Mit am 20. September 2011 bei der Landeswahlleiterin eingegangenem Schreiben vom
12. September 2011 wandte sich der Einspruchsführer gegen die Gültigkeit der Landtagswahl
vom 4. September 2011. Der Einspruchsführer schrieb wörtlich: „lege ich Widerspruch in
Bezug auf die Landtagswahlen in Mecklenburg-Vorpommern 2011 ein“ und wies darauf hin,
dass eine dezidierte Begründung nach der öffentlichen Sitzung des Landeswahlausschusses
am 21. September 2011 erfolge.
Eine Begründung des Schreibens vom 12. September 2011 ist bis heute nicht erfolgt.
Der Wahlprüfungsausschuss hat dem Einspruchsführer zuletzt mit Schreiben vom 27. Juli
2012 die Gelegenheit gegeben, zu seinem Ergebnis der Vorprüfung Stellung zu nehmen. Er
hat den Einspruchsführer darauf hingewiesen, dass der Einspruch nicht fristgemäß begründet
worden sei und daher keinen Erfolg haben könne. Eine Stellungnahme ist innerhalb der dem
Einspruchsführer bis zum 28. August 2012 eingeräumten Frist nicht erfolgt.

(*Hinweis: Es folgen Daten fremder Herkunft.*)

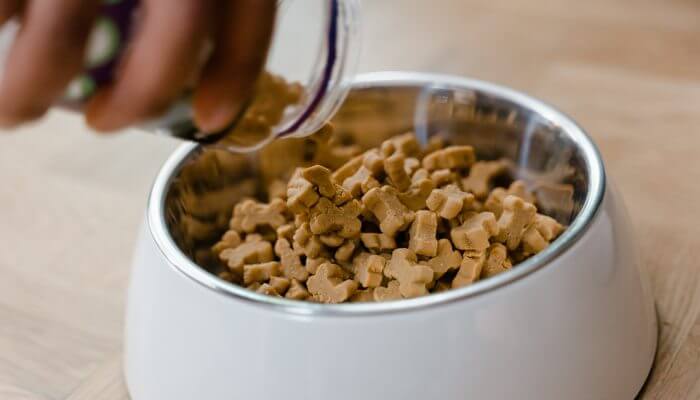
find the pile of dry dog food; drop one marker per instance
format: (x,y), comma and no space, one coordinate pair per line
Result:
(393,222)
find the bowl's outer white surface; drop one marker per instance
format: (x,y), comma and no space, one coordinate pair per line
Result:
(583,327)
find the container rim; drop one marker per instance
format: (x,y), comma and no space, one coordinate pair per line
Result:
(176,259)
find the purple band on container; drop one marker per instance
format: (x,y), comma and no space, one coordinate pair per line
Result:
(327,71)
(120,13)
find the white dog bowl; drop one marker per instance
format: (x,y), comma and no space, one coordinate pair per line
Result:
(576,321)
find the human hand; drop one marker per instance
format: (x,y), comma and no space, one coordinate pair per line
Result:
(163,57)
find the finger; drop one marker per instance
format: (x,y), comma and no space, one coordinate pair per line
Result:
(46,54)
(8,9)
(240,51)
(157,66)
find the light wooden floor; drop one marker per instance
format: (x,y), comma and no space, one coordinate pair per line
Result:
(627,70)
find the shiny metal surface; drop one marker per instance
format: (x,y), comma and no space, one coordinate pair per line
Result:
(546,147)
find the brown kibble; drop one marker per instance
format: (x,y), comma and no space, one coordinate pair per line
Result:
(286,231)
(393,216)
(343,220)
(290,261)
(378,242)
(394,167)
(422,234)
(305,242)
(446,259)
(480,176)
(267,289)
(277,189)
(363,296)
(516,216)
(248,215)
(494,202)
(300,193)
(368,269)
(475,232)
(230,240)
(413,277)
(443,177)
(469,269)
(449,201)
(280,284)
(496,261)
(388,293)
(452,157)
(360,182)
(415,197)
(344,252)
(254,250)
(261,272)
(405,144)
(312,264)
(537,236)
(327,287)
(347,170)
(297,291)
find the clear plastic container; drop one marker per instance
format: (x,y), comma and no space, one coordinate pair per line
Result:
(315,46)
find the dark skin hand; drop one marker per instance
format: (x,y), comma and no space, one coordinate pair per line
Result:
(49,51)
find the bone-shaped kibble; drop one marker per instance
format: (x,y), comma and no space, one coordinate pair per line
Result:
(496,261)
(469,269)
(312,264)
(327,217)
(405,144)
(297,291)
(290,261)
(413,277)
(331,240)
(475,232)
(415,197)
(306,243)
(253,250)
(320,177)
(378,242)
(517,215)
(360,182)
(261,272)
(363,296)
(327,287)
(277,189)
(388,293)
(538,235)
(393,216)
(494,202)
(369,269)
(422,234)
(450,158)
(347,170)
(248,215)
(449,201)
(446,259)
(301,194)
(395,169)
(280,284)
(443,177)
(267,289)
(286,231)
(344,252)
(230,240)
(480,176)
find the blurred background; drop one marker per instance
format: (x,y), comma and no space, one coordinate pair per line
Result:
(627,70)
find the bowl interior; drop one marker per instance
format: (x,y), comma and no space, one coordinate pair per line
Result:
(545,149)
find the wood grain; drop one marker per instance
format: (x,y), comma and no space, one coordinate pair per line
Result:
(627,70)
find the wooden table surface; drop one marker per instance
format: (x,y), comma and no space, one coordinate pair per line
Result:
(627,70)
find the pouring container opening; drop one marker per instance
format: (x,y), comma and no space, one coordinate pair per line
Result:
(546,149)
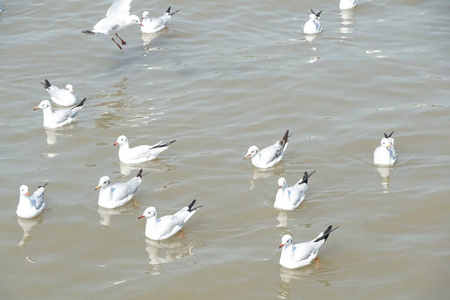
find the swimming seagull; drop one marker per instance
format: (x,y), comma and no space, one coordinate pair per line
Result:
(167,226)
(347,4)
(269,156)
(289,198)
(313,26)
(118,194)
(58,118)
(385,153)
(30,206)
(141,153)
(300,255)
(150,25)
(63,97)
(117,18)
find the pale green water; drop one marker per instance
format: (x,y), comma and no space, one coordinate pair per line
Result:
(224,76)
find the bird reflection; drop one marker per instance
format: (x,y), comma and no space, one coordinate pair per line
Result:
(106,213)
(167,251)
(385,172)
(347,21)
(27,225)
(282,218)
(156,165)
(266,173)
(148,38)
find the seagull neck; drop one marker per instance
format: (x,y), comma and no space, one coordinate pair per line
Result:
(25,202)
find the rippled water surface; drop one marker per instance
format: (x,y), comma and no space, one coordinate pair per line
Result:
(226,75)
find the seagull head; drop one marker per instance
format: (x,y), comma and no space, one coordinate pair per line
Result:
(69,87)
(103,182)
(148,213)
(24,190)
(121,140)
(145,15)
(281,182)
(252,151)
(43,105)
(286,240)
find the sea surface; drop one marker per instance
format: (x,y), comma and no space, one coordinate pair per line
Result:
(223,76)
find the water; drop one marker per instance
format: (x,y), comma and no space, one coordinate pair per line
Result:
(222,77)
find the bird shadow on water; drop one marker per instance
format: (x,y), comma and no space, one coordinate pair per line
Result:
(27,225)
(168,251)
(309,273)
(258,174)
(106,213)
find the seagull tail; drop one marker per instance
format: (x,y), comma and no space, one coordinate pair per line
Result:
(46,84)
(306,176)
(190,209)
(324,235)
(80,104)
(286,137)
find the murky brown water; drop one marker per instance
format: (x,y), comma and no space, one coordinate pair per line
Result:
(224,76)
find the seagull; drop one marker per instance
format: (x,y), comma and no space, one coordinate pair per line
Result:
(118,194)
(313,26)
(30,206)
(269,156)
(63,97)
(117,18)
(150,25)
(167,226)
(347,4)
(289,198)
(385,153)
(141,153)
(300,255)
(58,118)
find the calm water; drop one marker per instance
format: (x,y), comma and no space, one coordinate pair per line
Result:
(224,76)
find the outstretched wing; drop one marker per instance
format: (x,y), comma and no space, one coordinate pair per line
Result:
(119,7)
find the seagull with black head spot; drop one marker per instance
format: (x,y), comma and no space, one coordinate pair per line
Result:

Wegen der Einzelheiten des Sach- und Streitstandes wird im Übrigen auf den Inhalt der Akten
Bezug genommen.
Der Wahlprüfungsausschuss hat nach Prüfung der Sach- und Rechtslage und nach Ablauf der
dem Einspruchsführer gewährten Frist zur Stellungnahme einstimmig beschlossen, dem
Landtag die Zurückweisung des Wahleinspruches zu empfehlen.
II) Entscheidungsgründe
Der Einspruch ist unzulässig und unbegründet.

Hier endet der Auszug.